Un Marocain condamné à douze ans de prison pour avoir percuté des policiers
Ouadia Kaouass, un homme de 34 ans de nationalité marocaine, a été condamné lundi à une peine de douze ans de réclusion criminelle par la cour d'assises de l'Isère. Il était jugé pour avoir, en octobre 2022, percuté délibérément des policiers avec sa voiture lors d'une tentative de fuite à Grenoble.
Une course-poursuite meurtrière
La course-poursuite, qui a duré une dizaine de minutes, a été marquée par des coups de feu et des barrages forcés en plein cœur de Grenoble. Elle s'est soldée par la mort de la petite amie du conducteur, âgée de 18 ans, tuée par un tir de policier. L'homme, dont le casier judiciaire comportait déjà une douzaine de condamnations, était accusé d'avoir utilisé son véhicule comme une arme pour tenter de renverser quatre policiers qui tentaient de l'arrêter. Cependant, au terme d'une semaine de débats, il a été reconnu non coupable du chef de tentative de meurtre.
Des chefs d'accusation retenus
Il a néanmoins été reconnu coupable de tous les autres chefs d'accusation, notamment la détention d'arme létale, la conduite sous stupéfiants et le refus d'obtempérer aggravé.

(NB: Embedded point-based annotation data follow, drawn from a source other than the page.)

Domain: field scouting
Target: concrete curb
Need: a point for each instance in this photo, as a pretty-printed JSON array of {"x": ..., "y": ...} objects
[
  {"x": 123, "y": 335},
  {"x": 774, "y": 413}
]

La peine prononcée est inférieure aux réquisitions de l'avocat général, Étienne Manteaux, qui avait demandé vingt ans de réclusion criminelle. À l'énoncé du verdict, l'accusé, resté calme, n'a montré aucune réaction particulière. Le public, où se trouvaient plusieurs policiers, est également resté silencieux.
Réactions des avocats
Me Frédéric Mauvarin, avocat d'une partie des policiers parties civiles, a exprimé des regrets : « On regrette, je pense que les policiers vont être un peu affectés par cette décision ». Il a toutefois souligné que « il y a quand même une condamnation reconnue sur les circonstances aggravantes », espérant que les policiers pourront reprendre une vie professionnelle complète. De son côté, Me Ronald Gallo, l'un des avocats de la défense, a déclaré : « On ne peut jamais être satisfait d'une décision qui condamne un homme à une peine de douze ans. Mais on était exposés à la perpétuité ».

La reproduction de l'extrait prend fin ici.